Las huellas del silencio

John Boyne

Fragmento

Capítulo uno. 2001

CAPÍTULO UNO

2001

No sentí vergüenza de ser irlandés hasta bien entrada la mediana edad.

Debería empezar con el día en que me presenté en casa de mi hermana para cenar y ella no recordaba haberme invitado; creo que esa noche comenzó a dar señales de que estaba enloqueciendo.

Unas horas antes George W. Bush había sido investido presidente de Estados Unidos por primera vez y cuando llegué a casa de Hannah, en Grange Road, Rathfarnham, me la encontré pegada al televisor viendo la repetición de los mejores momentos de la ceremonia, que había tenido lugar en Washington cerca del mediodía.

Había pasado casi un año desde la última vez que había estado allí y sentí vergüenza al pensar que después de unas cuantas visitas de rigor, justo tras la muerte de Kristian, todo había vuelto a la normalidad.

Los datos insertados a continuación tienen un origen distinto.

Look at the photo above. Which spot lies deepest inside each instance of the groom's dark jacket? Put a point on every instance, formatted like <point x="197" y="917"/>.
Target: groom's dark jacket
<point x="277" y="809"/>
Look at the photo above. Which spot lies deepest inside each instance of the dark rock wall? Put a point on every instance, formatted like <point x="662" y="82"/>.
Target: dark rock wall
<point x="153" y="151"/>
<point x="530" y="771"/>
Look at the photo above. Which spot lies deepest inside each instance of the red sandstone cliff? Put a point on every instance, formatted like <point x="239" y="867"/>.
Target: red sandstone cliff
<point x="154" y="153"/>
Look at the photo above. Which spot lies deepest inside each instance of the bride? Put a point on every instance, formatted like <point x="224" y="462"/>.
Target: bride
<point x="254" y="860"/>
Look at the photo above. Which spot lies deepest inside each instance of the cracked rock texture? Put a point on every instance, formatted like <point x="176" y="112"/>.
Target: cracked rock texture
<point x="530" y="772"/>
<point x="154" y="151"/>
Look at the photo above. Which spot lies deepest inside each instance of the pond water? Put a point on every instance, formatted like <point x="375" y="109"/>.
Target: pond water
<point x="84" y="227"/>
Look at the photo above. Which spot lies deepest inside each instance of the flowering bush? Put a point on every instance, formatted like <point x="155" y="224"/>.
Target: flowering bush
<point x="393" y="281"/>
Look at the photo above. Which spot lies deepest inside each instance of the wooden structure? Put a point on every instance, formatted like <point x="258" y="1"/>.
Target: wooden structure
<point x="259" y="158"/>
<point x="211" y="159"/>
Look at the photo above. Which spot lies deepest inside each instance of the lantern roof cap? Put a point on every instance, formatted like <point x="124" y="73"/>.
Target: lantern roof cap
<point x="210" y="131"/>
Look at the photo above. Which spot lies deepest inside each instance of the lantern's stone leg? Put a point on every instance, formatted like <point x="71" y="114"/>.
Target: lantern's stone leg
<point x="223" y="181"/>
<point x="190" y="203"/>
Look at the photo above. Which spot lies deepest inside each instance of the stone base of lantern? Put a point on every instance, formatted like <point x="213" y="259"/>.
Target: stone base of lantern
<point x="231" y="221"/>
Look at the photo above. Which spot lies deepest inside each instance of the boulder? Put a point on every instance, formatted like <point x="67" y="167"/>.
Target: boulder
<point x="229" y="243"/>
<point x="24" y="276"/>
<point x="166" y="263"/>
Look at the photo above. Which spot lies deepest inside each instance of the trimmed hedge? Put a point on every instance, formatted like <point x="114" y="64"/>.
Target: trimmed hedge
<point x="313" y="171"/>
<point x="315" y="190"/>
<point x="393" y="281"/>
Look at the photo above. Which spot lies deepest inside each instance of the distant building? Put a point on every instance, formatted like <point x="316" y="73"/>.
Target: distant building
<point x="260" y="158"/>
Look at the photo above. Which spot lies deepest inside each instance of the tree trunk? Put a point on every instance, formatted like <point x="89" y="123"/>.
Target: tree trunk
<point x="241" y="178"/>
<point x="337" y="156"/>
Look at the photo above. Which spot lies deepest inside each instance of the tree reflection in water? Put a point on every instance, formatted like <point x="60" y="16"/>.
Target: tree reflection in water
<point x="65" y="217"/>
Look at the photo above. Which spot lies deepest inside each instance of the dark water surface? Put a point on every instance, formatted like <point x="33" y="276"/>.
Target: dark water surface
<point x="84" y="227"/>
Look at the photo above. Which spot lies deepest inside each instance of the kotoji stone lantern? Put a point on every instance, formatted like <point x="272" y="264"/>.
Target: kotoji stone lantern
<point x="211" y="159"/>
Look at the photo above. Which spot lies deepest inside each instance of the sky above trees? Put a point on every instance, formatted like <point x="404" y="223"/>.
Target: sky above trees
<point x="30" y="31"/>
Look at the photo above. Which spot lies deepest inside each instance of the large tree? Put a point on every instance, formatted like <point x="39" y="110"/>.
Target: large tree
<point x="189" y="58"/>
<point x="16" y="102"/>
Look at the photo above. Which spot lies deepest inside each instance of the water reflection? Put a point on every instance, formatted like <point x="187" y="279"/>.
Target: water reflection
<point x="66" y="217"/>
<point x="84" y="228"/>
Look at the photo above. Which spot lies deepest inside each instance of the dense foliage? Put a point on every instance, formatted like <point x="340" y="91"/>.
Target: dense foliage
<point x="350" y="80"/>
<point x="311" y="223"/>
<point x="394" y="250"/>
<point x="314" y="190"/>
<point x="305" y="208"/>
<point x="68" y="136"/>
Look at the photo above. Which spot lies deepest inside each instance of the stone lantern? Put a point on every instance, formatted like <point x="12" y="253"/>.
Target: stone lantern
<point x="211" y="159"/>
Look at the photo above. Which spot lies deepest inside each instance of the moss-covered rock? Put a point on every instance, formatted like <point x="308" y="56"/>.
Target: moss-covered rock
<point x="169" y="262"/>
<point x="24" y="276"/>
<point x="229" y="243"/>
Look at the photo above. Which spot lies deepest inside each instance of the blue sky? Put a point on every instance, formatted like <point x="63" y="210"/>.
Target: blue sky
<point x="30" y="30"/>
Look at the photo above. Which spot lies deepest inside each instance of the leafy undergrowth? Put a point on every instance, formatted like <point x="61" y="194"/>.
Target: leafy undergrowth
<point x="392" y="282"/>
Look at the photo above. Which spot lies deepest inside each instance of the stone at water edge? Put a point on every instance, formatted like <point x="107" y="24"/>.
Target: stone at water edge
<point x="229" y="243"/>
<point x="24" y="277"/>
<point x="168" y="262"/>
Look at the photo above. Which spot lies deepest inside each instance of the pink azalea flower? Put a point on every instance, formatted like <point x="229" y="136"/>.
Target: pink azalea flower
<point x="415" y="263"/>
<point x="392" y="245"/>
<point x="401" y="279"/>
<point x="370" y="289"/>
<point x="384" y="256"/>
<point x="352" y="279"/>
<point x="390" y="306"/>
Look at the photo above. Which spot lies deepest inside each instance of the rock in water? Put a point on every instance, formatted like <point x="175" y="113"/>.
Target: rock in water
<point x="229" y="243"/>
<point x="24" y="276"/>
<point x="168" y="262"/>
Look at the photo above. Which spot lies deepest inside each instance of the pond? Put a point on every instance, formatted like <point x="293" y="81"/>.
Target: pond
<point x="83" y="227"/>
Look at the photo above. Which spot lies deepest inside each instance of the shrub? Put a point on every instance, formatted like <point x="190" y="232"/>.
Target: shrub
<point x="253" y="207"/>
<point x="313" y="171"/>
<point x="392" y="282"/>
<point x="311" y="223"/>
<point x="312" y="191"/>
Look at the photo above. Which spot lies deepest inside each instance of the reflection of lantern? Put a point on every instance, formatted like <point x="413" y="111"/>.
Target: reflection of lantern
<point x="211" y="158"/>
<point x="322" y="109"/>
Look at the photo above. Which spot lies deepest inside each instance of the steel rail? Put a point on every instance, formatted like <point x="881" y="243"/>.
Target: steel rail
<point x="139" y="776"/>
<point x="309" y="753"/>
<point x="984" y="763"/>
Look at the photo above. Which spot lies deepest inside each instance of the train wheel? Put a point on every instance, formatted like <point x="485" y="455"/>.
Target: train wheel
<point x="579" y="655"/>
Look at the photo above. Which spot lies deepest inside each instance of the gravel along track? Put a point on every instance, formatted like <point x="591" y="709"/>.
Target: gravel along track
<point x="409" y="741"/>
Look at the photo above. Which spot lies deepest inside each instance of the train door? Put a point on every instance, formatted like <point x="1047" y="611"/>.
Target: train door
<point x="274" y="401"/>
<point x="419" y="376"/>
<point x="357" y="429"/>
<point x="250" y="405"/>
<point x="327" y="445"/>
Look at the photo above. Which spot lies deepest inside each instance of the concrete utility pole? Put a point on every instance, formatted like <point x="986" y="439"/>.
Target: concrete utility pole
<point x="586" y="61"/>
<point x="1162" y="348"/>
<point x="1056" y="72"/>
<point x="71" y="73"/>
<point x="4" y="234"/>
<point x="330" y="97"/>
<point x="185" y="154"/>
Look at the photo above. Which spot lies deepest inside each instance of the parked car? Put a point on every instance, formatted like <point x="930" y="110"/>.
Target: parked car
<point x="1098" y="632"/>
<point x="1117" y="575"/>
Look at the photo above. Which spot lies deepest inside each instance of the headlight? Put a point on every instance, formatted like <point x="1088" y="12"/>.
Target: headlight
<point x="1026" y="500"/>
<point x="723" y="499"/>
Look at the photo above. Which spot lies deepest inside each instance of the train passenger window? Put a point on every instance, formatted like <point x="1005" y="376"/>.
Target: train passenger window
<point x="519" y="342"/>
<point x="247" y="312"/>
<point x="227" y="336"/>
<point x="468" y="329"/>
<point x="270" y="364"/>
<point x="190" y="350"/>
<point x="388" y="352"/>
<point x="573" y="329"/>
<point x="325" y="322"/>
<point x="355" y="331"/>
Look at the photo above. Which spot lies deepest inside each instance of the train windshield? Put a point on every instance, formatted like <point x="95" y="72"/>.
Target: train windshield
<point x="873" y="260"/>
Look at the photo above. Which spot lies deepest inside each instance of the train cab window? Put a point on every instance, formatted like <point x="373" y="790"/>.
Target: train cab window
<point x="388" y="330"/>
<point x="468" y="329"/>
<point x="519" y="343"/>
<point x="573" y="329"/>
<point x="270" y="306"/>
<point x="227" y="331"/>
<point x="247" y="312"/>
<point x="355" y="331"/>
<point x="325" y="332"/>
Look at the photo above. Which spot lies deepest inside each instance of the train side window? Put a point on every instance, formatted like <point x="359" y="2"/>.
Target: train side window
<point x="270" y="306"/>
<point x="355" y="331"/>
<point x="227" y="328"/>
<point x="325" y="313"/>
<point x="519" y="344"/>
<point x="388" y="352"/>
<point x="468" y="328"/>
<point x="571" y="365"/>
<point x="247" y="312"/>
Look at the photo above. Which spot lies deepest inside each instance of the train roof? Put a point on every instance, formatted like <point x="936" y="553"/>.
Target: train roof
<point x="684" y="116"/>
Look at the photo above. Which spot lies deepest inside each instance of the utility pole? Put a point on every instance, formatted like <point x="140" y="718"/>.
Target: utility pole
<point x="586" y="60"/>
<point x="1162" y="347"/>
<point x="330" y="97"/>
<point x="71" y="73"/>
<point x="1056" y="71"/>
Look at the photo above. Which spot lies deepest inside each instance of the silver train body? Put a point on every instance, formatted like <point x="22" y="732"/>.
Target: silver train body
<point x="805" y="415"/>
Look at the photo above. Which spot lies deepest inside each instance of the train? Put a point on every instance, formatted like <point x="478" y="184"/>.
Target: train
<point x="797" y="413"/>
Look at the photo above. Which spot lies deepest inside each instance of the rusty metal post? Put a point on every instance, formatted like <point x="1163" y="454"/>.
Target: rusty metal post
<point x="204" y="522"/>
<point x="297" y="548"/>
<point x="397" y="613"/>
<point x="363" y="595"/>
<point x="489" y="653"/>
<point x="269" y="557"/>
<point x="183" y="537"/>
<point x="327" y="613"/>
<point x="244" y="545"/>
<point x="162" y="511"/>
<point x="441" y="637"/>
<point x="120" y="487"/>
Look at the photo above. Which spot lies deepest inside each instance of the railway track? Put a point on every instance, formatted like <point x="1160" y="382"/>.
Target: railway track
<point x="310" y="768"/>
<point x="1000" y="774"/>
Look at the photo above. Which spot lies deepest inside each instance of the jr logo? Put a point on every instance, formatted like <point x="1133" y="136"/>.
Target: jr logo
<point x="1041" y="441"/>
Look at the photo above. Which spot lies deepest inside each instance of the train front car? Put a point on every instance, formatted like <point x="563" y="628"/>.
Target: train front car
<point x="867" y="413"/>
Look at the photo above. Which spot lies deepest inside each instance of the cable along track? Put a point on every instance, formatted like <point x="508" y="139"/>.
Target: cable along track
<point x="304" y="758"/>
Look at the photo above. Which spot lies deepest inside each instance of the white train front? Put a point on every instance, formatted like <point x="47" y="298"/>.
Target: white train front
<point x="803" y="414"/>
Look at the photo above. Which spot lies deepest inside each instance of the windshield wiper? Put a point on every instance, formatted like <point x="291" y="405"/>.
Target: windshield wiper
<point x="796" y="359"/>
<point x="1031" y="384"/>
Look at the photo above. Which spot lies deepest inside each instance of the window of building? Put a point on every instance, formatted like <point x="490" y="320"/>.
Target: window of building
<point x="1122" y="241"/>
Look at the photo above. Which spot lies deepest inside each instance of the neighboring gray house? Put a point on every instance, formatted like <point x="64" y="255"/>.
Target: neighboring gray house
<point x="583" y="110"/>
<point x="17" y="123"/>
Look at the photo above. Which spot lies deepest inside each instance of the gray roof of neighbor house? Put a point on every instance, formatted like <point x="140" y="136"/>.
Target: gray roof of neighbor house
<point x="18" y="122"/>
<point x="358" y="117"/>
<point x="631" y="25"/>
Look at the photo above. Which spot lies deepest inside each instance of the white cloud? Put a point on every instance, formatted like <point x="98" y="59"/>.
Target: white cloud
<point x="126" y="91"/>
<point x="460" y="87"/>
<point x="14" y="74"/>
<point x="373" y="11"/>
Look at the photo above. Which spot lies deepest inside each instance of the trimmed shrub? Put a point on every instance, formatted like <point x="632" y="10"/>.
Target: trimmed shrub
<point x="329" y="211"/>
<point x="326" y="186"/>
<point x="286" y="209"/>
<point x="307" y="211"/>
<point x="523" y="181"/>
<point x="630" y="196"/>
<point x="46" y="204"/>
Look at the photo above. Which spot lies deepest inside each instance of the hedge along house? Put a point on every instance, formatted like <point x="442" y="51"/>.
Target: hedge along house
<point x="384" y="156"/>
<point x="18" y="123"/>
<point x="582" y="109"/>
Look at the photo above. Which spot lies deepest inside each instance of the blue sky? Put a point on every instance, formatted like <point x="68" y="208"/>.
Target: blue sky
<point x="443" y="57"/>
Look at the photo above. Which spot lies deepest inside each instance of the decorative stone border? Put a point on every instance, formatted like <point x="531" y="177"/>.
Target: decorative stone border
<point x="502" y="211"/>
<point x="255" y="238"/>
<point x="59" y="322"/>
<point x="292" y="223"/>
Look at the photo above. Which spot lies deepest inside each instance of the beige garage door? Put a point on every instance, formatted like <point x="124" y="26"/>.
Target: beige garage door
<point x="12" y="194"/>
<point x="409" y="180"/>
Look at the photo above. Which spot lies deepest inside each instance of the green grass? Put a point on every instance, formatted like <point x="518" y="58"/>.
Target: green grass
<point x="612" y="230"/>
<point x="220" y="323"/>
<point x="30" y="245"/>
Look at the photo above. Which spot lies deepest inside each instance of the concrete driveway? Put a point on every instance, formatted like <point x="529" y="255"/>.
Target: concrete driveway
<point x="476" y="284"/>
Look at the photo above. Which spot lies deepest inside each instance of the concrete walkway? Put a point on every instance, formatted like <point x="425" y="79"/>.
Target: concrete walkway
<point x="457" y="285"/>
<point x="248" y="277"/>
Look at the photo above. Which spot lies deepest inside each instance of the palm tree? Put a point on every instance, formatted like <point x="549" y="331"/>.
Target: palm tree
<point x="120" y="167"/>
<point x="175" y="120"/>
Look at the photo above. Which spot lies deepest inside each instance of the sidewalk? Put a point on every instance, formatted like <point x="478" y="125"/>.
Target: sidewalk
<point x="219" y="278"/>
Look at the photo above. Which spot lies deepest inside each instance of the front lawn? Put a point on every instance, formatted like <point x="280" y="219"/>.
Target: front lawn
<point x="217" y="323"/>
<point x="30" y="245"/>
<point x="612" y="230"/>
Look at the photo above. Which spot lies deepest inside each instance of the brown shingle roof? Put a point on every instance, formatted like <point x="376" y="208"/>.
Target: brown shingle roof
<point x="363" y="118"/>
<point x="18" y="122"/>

Me limitaba a llamarla por teléfono de vez en cuando o a quedar con ella para comer —eso sí, en contadas ocasiones— en el Bewley’s Cafée de Grafton Street, un lugar que a los dos nos traía muchos recuerdos de la infancia. Mamá nos llevaba allí para darnos un capricho cuando íbamos a la ciudad a ver el escaparate navideño de Switzer’s. Y también era allí donde comíamos salchichas, alubias y patatas fritas al salir de Clerys, donde nos tomaban las medidas del traje de la primera comunión. Eran tardes llenas de alegría: ella nos dejaba pedir la tarta helada más grande que pudiéramos encontrar y una Fanta de naranja con la comida. Cogíamos el autobús 48A desde la puerta de la iglesia de Dundrum hasta el centro de la ciudad. Hannah y yo subíamos corriendo para ocupar los asientos delanteros del piso superior y nos agarrábamos a la barandilla de delante mientras el autobús avanzaba por Milltown y Ranelagh y luego remontaba la joroba del Charlemont Bridge en dirección al viejo cine Metropole, detrás de la estación de Tara Street. Allí nos llevaron una vez para ver Rebelión a bordo, con Marlon Brando y Trevor Howard, y en el momento en que las mujeres de Otaheite se acercan con sus kayaks a los lujuriosos marineros, con los pechos desnudos y unas guirnaldas de flores en el cuello como única protección a su decoro, nos sacaron a rastras de la sala. Esa misma noche, mamá escribió una carta a The Evening Press exigiendo la prohibición de la película. ¿Acaso no estamos en un país católico?, preguntó.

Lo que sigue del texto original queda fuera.